On Fri, Jun 10, 2022 at 4:02 AM Corentin <corentin.jabot@gmail.com> wrote:

I'm concerned that this approach will be hard to understand by people who have not followed the discussions, on top of preexisting obfuscations (the translation set indirection).
It's also very repetitive but maybe we can massage that a bit.
Lastly, I really don't like the " There are no end-of-line indicators apart from the content of the UTF-8 code unit sequence" which is more confusing than enlightening.

This is extremely relevant if you consider that "text" being a sequence of characters without structure is not the only way you can look at text.

It's also unfortunate that the utf-8-ness is tied to a medium rather than the content, and that we can't agree that source code is text, or that any textual data consumed by an implementation has an associated encoding.

What we do not seem to agree on is whether or not "text" can be taken as structured by lines and the such.

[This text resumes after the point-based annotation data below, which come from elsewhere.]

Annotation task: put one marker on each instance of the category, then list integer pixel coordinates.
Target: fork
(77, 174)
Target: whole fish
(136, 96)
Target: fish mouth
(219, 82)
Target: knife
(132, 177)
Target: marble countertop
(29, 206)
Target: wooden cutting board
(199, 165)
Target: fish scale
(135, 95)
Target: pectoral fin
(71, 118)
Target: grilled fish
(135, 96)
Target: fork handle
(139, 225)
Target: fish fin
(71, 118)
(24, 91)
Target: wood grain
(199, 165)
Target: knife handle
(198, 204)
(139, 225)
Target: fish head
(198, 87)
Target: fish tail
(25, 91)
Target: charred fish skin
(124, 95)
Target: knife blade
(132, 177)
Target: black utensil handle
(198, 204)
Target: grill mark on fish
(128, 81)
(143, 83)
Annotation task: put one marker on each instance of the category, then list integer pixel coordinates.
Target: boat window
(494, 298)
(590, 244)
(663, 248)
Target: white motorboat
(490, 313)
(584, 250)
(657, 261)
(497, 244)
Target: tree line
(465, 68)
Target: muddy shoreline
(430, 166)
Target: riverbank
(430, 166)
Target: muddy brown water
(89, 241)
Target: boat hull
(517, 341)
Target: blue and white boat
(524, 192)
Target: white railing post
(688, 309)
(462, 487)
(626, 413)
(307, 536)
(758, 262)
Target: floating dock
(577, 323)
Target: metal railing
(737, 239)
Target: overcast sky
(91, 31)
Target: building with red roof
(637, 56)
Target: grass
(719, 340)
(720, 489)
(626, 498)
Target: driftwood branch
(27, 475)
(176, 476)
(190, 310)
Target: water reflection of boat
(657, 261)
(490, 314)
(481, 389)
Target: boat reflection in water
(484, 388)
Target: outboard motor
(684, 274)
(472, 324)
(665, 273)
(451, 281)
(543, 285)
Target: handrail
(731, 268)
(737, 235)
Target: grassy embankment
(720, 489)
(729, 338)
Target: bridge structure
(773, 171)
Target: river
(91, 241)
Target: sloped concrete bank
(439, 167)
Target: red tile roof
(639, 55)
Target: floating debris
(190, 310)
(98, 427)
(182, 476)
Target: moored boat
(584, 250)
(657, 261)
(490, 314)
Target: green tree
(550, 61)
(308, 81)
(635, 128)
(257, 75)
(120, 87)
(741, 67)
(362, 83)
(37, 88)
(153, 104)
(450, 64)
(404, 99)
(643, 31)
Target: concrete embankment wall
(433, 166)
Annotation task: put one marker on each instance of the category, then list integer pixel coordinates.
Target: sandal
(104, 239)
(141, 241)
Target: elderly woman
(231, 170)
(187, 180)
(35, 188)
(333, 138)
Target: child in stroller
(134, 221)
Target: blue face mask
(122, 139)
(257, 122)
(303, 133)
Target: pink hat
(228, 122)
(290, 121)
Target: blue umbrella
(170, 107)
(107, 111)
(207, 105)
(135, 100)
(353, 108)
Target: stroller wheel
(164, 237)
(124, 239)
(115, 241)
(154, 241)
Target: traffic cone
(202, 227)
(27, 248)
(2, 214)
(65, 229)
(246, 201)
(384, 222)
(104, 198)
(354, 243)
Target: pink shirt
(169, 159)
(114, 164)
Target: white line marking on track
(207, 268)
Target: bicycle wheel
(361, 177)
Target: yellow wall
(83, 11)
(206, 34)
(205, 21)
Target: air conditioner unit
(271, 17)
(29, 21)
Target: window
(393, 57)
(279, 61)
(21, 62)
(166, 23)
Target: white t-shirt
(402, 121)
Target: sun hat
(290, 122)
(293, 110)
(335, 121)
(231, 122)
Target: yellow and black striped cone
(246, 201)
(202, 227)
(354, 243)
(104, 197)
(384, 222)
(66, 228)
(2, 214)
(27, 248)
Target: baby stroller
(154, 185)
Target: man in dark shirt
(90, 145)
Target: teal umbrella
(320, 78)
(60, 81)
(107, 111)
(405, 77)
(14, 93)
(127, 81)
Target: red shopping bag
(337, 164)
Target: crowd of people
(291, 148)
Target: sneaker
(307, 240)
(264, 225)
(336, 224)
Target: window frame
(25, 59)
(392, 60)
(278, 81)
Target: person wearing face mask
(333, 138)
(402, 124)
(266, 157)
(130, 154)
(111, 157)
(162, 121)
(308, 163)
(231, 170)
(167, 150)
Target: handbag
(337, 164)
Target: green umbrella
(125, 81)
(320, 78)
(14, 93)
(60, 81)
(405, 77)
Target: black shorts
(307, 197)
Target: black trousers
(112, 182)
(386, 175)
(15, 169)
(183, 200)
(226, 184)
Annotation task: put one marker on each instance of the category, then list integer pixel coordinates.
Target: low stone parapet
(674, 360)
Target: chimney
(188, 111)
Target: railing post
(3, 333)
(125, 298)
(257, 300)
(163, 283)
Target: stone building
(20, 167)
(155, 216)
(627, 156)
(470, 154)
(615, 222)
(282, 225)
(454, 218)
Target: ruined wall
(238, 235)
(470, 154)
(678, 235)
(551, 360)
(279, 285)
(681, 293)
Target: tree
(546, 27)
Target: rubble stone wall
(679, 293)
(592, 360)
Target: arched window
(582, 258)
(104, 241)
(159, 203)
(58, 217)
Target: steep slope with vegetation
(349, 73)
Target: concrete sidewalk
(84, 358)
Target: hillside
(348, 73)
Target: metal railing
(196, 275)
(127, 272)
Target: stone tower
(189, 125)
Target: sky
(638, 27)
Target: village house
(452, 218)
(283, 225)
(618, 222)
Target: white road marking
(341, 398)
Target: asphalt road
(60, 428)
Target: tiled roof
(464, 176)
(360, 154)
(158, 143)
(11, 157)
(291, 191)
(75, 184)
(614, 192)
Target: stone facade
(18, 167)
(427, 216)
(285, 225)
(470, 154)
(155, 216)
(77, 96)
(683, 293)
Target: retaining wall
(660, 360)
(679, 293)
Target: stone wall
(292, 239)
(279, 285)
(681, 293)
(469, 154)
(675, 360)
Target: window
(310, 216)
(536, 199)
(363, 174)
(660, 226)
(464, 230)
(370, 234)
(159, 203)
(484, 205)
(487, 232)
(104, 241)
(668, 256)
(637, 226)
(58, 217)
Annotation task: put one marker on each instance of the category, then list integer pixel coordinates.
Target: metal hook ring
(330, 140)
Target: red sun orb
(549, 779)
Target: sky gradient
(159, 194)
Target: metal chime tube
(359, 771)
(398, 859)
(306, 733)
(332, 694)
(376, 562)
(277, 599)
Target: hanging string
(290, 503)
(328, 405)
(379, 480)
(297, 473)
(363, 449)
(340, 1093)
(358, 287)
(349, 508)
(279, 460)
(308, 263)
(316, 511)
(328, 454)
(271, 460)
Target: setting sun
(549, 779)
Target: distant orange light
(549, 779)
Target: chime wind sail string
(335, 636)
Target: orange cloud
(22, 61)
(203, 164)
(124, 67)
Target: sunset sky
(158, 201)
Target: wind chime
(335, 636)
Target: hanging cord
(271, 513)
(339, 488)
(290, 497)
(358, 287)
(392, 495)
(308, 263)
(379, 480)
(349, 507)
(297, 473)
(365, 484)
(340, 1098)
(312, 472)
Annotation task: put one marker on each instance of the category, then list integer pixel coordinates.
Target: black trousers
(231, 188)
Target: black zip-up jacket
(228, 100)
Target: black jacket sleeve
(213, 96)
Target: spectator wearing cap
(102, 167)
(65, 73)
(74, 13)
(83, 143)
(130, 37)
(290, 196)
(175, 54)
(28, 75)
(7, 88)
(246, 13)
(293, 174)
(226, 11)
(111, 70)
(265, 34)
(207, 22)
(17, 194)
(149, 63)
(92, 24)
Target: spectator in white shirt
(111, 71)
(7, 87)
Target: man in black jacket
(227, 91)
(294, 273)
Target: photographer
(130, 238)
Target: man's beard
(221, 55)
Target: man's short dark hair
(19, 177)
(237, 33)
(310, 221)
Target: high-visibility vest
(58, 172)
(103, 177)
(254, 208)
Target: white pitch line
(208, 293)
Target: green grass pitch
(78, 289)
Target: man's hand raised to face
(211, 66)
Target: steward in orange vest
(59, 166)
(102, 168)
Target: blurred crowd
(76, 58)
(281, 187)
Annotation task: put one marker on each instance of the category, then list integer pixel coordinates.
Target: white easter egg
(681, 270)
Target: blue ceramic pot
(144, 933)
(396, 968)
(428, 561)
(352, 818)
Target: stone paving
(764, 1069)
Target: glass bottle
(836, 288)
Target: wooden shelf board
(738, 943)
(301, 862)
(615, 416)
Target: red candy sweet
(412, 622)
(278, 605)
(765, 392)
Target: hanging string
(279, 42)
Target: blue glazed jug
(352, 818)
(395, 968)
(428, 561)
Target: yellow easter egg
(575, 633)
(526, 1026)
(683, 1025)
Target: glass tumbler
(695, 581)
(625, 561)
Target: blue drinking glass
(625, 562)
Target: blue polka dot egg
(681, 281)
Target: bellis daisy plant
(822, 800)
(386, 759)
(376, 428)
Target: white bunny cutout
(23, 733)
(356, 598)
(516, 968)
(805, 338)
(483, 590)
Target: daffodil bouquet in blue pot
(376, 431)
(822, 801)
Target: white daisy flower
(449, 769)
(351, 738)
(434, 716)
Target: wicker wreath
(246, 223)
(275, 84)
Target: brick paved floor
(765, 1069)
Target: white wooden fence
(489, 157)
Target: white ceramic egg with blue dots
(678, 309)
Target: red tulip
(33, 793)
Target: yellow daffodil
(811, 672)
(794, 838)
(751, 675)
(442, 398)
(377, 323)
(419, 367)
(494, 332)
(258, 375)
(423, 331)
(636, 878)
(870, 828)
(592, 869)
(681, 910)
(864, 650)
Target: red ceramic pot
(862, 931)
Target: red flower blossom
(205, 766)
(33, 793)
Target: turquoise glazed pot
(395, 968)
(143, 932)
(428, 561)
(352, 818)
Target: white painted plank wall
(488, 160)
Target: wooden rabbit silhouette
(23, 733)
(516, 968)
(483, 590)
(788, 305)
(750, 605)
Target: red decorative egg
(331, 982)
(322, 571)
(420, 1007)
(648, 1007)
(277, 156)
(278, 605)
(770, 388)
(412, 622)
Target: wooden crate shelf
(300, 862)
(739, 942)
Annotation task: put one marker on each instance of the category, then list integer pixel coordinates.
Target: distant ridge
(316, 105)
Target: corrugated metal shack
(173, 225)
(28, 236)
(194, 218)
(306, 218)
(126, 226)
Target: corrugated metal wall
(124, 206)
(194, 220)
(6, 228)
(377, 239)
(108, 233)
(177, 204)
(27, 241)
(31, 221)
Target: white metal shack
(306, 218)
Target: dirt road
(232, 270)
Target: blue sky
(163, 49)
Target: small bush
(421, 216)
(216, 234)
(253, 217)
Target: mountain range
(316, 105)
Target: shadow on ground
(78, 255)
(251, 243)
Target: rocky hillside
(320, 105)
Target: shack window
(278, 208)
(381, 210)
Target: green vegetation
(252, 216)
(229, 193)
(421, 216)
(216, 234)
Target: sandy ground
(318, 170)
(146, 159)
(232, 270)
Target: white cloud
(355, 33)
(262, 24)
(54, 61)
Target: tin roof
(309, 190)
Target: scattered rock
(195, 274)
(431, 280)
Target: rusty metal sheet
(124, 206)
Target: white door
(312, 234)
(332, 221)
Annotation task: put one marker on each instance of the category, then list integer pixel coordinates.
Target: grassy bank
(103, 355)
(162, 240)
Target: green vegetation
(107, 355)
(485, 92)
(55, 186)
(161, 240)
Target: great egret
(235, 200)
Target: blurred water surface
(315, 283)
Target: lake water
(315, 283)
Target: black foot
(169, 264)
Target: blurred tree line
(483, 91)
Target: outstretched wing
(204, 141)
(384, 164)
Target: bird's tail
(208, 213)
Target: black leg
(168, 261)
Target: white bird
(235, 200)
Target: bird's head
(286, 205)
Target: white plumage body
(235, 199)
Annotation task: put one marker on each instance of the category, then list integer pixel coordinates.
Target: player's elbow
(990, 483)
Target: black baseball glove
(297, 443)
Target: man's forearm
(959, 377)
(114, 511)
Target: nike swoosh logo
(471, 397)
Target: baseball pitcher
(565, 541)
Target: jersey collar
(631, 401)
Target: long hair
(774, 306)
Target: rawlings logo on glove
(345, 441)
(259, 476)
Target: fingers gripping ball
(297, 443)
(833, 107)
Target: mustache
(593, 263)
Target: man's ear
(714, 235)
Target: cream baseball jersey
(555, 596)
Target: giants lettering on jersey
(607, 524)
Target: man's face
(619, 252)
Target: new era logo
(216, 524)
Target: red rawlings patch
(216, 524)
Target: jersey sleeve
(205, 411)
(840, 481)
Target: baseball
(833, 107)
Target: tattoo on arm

I truly am trying to convey the intent of the paper through to places where certain assumptions about the nature of text files do not match the native ones. If the wording does not include hooks to point out that certain paradigms are not meant to extend into the world of portable, UTF-8 source code, then we'll likely end up with "UTF-8 source code" that isn't portable. It would not be caused by "hostility" from any party, merely a failure of the wording to clarify the intent.